Lord, remember me when you come into your Kingdom, cried out the repentant thief. Two bookends to one glorious week of salvation.
One of Jesus’ deepest heart-cries this week is the longing for us to understand what was in his heart for us. Mary, who anointed him at Bethany a few short days before his Passion—she understood him. His mother who met him on the way to Calvary as he trudged beneath the wooden beams of our salvation—she understood him. John, standing beneath the cross to receive for all of us the precious treasure of Jesus’ mother—he understood him.

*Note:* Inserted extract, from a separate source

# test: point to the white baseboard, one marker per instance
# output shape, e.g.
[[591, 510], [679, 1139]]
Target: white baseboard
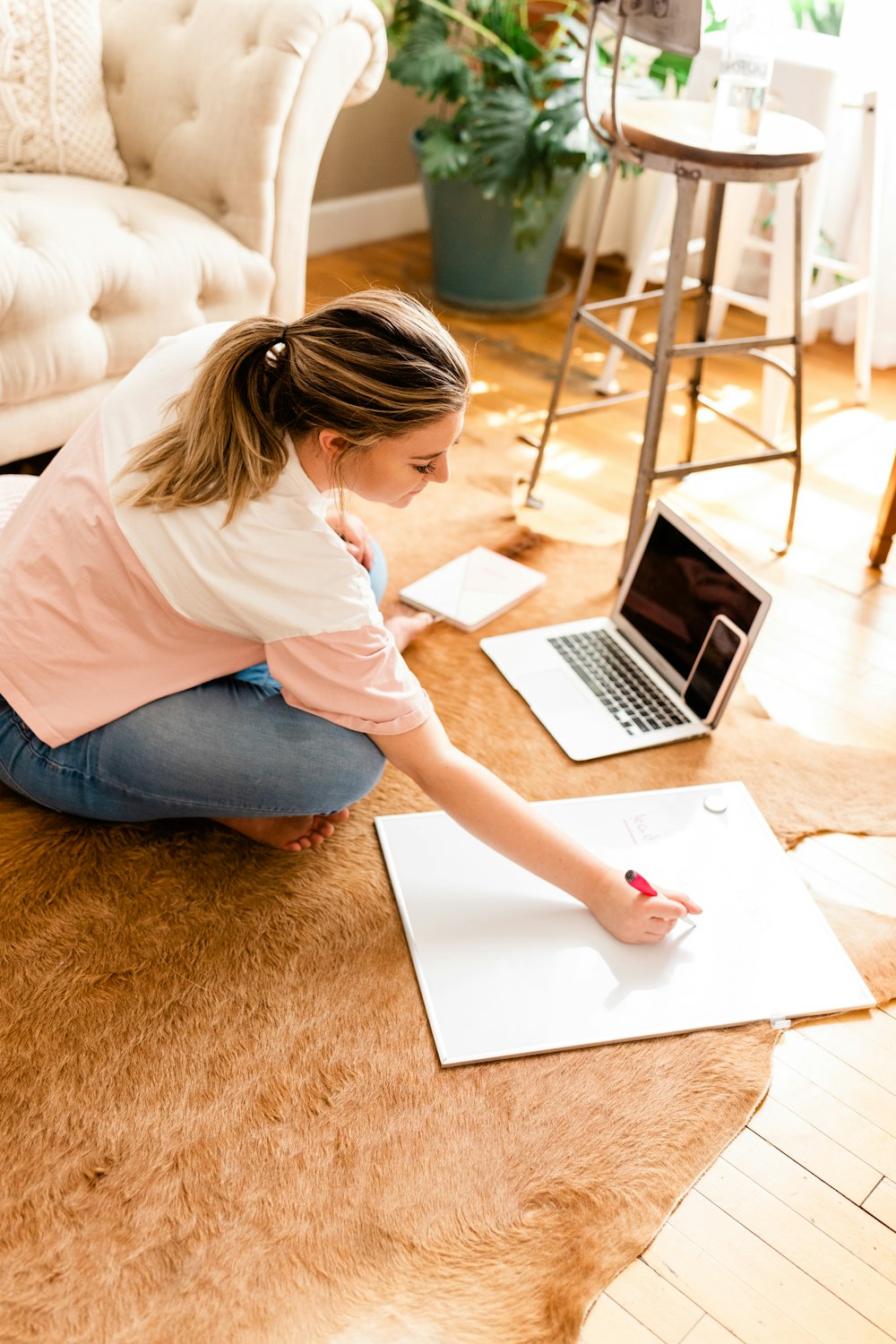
[[367, 218]]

There are many things in the world today that could make us run and hide, just as did the apostles who didn’t understand Jesus deeply enough to overcome their fear for themselves. Remember Hosanna. Save us that we may live forever with you in the Kingdom to come! Lord, remember me when you come into your Kingdom.
Whatever you are facing this Paschal Triduum and Easter-tide, Hope is here. Hope is strong. Hope has a name. Our hope is Jesus. Save us that we may live forever with you in the Kingdom to come! Lord, remember me when you come into your Kingdom.